As you say, the post says "To license this film and get a higher quality version for broadcast/film purposes, contact . . . ." Therefore, it appears you probably need a license to do what you are thinking. If you believe your project may be protected by the fair use provisions of the Copyright Act, 17 U.S.C. 107, then you need to consult counsel first to discuss that. The fair use doctrine is complex. Even if one believes their use is properly "fair use," it could cost alot to defend that position in court. See e.g. Campbell v. Acuff-Rose Music, 510 U.S. 569 (1994).
This post is for general informational purposes only. No attempt is made to provide legal advice.
Licenses are cheap, litigation is expensive. Licenses are usually easy or compulsory, litigation usually is hard and optional. Licenses give a certain successful result while litigation gives an uncertain and risky result. Licenses make you "official" while litigation brands you as a"cheat". Licenses allow you to relax while litigation makes you sweat. If you get a license you are in business while if you get litigation you will likely be out of business.
Your choice.

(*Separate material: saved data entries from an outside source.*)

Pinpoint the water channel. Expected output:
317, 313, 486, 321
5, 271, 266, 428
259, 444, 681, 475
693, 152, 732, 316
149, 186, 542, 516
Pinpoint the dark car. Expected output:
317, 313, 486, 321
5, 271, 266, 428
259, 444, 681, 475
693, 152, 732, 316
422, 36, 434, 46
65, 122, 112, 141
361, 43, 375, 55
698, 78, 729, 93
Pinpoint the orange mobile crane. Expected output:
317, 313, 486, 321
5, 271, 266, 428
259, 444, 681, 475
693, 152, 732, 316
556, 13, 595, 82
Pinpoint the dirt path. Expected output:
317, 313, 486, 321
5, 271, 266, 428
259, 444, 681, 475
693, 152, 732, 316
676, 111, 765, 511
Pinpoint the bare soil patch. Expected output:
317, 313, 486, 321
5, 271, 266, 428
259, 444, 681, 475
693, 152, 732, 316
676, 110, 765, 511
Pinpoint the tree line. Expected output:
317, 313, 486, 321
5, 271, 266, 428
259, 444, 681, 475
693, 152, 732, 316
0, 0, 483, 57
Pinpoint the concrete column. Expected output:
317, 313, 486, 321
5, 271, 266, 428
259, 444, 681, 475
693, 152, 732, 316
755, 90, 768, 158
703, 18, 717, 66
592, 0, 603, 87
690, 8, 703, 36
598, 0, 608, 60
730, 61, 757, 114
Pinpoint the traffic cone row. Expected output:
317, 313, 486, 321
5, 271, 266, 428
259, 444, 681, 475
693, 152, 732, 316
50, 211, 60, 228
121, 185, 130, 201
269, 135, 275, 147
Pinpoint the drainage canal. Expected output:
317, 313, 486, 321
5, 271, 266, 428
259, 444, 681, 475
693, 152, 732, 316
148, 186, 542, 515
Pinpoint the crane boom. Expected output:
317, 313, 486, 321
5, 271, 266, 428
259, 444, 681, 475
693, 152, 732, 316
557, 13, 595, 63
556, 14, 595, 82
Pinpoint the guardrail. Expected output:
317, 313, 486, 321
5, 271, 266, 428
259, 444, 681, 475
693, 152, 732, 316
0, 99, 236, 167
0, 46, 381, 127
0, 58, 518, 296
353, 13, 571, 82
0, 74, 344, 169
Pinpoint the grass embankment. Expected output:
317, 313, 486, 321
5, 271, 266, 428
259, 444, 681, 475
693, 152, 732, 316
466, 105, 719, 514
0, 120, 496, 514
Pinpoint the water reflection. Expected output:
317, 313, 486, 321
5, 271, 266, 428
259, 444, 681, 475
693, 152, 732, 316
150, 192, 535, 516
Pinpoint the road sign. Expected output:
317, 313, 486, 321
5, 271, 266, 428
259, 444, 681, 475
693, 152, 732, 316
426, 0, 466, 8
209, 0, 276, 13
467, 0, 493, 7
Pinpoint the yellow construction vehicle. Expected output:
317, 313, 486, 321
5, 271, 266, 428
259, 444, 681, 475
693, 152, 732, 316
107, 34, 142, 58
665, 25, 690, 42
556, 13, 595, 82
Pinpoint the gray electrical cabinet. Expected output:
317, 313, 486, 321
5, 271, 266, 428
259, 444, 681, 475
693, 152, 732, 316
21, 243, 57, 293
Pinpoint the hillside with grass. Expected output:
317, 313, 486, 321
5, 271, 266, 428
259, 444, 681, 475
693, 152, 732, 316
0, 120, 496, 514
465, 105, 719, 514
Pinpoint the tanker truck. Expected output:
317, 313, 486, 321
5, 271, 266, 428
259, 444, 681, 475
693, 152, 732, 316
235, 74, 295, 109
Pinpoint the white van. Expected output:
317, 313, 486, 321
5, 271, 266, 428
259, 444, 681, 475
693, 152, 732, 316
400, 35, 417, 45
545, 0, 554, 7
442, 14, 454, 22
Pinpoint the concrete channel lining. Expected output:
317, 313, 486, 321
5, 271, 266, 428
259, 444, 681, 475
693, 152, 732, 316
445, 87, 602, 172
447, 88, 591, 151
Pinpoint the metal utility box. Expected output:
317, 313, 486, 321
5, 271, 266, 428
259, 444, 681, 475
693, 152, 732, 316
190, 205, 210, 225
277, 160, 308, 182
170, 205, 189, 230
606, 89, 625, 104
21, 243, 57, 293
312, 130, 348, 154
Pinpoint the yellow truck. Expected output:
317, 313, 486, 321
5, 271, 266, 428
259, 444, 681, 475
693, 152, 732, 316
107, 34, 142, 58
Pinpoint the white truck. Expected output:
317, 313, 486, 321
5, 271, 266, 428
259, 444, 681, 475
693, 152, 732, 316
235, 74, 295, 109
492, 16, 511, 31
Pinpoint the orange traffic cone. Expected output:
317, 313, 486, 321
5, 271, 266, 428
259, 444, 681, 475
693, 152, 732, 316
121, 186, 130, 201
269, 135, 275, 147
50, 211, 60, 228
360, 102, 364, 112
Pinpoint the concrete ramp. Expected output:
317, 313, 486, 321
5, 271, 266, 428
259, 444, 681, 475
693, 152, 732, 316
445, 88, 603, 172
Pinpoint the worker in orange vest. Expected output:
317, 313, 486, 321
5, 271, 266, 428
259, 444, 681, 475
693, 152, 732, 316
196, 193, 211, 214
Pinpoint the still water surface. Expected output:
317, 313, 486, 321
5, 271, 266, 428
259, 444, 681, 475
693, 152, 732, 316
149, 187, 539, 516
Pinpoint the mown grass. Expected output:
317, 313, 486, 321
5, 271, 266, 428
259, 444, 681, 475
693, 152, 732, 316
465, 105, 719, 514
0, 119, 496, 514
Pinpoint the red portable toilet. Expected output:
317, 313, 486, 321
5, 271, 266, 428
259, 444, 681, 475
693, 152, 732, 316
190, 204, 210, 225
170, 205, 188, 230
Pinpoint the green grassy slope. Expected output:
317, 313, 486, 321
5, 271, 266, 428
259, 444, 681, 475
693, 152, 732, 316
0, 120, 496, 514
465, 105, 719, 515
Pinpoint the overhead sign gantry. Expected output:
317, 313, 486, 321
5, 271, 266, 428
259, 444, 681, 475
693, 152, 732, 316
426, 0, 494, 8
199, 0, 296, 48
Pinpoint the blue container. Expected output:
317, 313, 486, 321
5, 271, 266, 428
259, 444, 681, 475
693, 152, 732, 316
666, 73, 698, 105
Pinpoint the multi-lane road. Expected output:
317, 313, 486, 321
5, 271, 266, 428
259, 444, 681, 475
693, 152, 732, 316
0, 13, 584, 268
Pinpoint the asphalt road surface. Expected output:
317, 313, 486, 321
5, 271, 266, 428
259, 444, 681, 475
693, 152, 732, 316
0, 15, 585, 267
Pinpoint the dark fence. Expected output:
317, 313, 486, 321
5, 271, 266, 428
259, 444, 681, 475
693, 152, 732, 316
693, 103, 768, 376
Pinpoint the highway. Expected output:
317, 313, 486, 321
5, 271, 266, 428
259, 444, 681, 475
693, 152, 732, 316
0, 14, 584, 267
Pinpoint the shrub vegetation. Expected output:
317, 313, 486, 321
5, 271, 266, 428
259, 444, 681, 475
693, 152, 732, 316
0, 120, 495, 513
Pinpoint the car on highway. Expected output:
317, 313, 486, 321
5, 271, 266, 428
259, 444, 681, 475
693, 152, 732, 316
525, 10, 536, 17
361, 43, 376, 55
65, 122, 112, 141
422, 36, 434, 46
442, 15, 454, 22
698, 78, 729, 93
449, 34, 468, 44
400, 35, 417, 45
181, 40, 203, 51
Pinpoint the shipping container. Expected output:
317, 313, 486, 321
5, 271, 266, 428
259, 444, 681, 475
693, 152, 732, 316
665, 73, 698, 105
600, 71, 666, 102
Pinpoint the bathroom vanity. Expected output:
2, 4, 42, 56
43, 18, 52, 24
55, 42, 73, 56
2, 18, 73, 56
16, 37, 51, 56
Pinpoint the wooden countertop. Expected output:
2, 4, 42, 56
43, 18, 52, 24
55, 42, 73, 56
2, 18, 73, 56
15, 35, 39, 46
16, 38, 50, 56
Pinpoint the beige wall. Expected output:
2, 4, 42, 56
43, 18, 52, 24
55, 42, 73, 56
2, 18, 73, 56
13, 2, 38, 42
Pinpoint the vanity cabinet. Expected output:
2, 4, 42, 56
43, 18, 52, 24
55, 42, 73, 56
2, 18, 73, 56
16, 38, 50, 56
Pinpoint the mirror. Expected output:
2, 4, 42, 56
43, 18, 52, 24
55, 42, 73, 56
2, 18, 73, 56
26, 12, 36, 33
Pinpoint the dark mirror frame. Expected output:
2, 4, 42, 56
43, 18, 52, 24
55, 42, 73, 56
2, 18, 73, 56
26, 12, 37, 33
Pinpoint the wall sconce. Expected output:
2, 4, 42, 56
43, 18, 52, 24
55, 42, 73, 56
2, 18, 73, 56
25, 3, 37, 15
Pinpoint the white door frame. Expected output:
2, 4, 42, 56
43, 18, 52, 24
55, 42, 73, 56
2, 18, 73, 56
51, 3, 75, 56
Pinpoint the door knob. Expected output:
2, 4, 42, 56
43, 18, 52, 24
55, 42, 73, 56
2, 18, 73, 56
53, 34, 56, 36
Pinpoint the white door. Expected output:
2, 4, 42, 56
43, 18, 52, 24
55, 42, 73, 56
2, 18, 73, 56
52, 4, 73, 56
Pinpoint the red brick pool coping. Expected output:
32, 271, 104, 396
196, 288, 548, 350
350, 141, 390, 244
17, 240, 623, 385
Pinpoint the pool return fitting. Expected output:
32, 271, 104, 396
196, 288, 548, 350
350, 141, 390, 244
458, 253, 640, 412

Choose wisely.
I am not your lawyer and you are not my client. Free advice here is without recourse and any reliance thereupon is at your sole risk. This is done without compensation as a free public service. I am licensed in IL, MO, TX and I am a Reg. Pat. Atty. so advice in any other jurisdiction is strictly general advice and should be confirmed with an attorney licensed in that jurisdiction.
Asker, This website is for general questions, and not for material-specific guidance. That being said, did you bother to click on the "Public Domain" link to see what if means? If you had, you would see that the "legal tool" in question has been retired by Creative Commons.
Also, in looking at the "A/V Geeks" site, it is unclear whether Skip actually has the rights needed to further license the works OR just has possession of the films in question (and believes he has the right to exploit the works because he found and purchased the reels in his possession, which is not the case). If you choose to proceed, proceed with extreme caution (and an attorney to help you)!
Any answer or other information posted above is general in nature and is not intended, nor should it be construed, as legal advice. This posting does not create an attorney-client relationship between you and the posting attorney, and you are urged to engage a qualified attorney who is licensed to practice in the relevant jurisdiction.